Advances in generative fashions have made it attainable for AI-generated textual content, code, and pictures to reflect human-generated content material in lots of functions. Watermarking, a way that embeds info within the output of a mannequin to confirm its supply, goals to mitigate the misuse of such AI-generated content material. Present state-of-the-art watermarking schemes embed watermarks by barely perturbing possibilities of the LLM’s output tokens, which will be detected by way of statistical testing throughout verification.
Sadly, our work exhibits that widespread design selections in LLM watermarking schemes make the ensuing techniques surprisingly vulnerable to watermark removing or spoofing assaults—resulting in elementary trade-offs in robustness, utility, and value. To navigate these trade-offs, we rigorously examine a set of easy but efficient assaults on widespread watermarking techniques and suggest tips and defenses for LLM watermarking in apply.
Immediate | Alan Turing was born in … |
---|---|
Unwatermarked Z-Rating: 0.16 ↓ PPL: 3.19 |
Alan Turing was born in 1912 and died in 1954. He was an English mathematician, logician, cryptanalyst, and laptop scientist. In 1938, Turing joined the Authorities Code and Cypher College (GC&CS), the place he contributed to the design of the bombe, a machine that was used to decipher the Enigma-enciphered messages… |
Watermarked Z-Rating: 5.98 ↑ PPL: 4.46 |
Alan Turing was born in 1912 and died in 1954, at the age of 41. He was the good British scientist and mathematician who is essentially credited with being the father of trendy laptop science. He’s recognized for his contributions to mathematical biology and chemistry. He was additionally one in all the pioneers of laptop science… |
(a) Piggyback spoofing assault Exploiting robustness Z-Rating: 5.98 ↑ |
Alan Turing was born in 1950 and died in 1994, on the age of 43. He was the good American scientist and mathematician who is essentially credited with being the daddy of recent laptop science. He’s recognized for his contributions to mathematical biology and musicology. He was additionally one of many pioneers of laptop science… |
(b) Watermark-removal assault Exploiting a number of keys Z-Rating: 2.40 ↓ PPL: 4.05 |
Alan Turing was born in 1912 and died in 1954. He was a mathematician, logician, cryptologist and theoretical laptop scientist. He is legendary for his work on code-breaking and synthetic intelligence, and his contribution to the Allied victory in World Struggle II. Turing was born in London. He confirmed an curiosity in arithmetic… |
(c) Watermark-removal assault Exploiting public detection API Z-Rating: 1.47 ↓ PPL: 4.57 |
Alan Turing was born in 1912 and died in 1954. He was an English mathematician, laptop scientist, cryptanalyst and philosopher. Turing was a main mathematician and cryptanalyst. He was one in all the key gamers in cracking the German Enigma Code throughout World Struggle II. He additionally got here up with the Turing Machine… |
What’s LLM Watermarking?
Much like picture watermarks, LLM watermarking embeds invisible secret patterns into the textual content. Right here, we briefly introduce LLMs and LLM watermarks. We use (x) to indicate a sequence of tokens, (x_i in mathcal{V}) represents the (i)-th token within the sequence, and (mathcal{V}) is the vocabulary. (M_{textual content{orig}}) denotes the unique mannequin with no watermark, (M_{textual content{wm}}) is the watermarked mannequin, and (sk in mathcal{S}) is the watermark secret key sampled from (mathcal{S}).

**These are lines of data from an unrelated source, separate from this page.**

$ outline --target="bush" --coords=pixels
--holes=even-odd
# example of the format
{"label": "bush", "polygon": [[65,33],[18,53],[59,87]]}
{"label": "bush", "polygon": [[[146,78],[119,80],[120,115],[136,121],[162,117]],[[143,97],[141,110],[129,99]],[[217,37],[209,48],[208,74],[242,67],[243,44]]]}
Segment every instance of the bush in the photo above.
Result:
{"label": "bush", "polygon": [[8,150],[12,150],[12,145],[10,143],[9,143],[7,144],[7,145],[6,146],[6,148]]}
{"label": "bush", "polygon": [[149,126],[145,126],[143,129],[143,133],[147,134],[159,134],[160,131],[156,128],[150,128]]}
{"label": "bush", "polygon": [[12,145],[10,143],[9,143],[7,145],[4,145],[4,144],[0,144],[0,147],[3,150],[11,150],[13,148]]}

Language Mannequin. State-of-the-art (SOTA) LLMs are auto-regressive fashions, which predict the following token based mostly on the prior tokens. We outline language fashions extra formally under:
Definition 1 (Language Mannequin). A language mannequin (LM) with no watermark is a mapping:
$$ M_{textual content{orig}}: mathcal{V}^* rightarrow mathcal{V}, $$
the place the enter is a sequence of size (t) tokens (x). (M_{textual content{orig}}(textbf{x})) first returns the likelihood distribution for the following token, then (x_{t+1}) is sampled from this distribution.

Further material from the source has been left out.